The Nikkei 225-listed company said the transaction would diversify its telecoms exposure across Japan, Europe and the US, with a 41% ownership of SoftBank Corp in Japan, 4.5% of Deutsche Telekom, and 3.3% of T-Mobile US.
SoftBank said it would have access to a total of just under 300 million customers globally, including 55 million from SoftBank Corp, 95 million from Deutsche Telekom, and 140 million from T-Mobile US.
The transaction was described as “financially compelling”, with SoftBank exchanging T-Mobile US shares underlying primarily fixed price options with no upside, for stock in Deutsche Telekom, which SoftBank said it believed to have “significant” long-term upside beyond the agreed reference price of €20.
SoftBank would become the second-largest private shareholder with intended board representation.

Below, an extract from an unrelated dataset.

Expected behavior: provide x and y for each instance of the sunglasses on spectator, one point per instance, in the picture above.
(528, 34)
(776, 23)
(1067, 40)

In addition, it would retain “meaningful exposure” to T-Mobile US through shares underlying primarily floating options and, potentially, true-up shares.
SoftBank said it expected “significant” ongoing equity value creation at T-Mobile Us, as it maintained its 5G leadership and unlocked synergies from the merger with Sprint.
The company said it would be able to use Deutsche Telekom and T-Mobile US stock as collateral for financing and hedging purposes.
“We are delighted to welcome SoftBank as a new key investor and strategic partner for Deutsche Telekom and can’t wait to get to work on the value creation opportunities from this cooperation for both SoftBank and Deutsche Telekom,” said Deutsche Telekom chief executive officer Timotheus Höttges.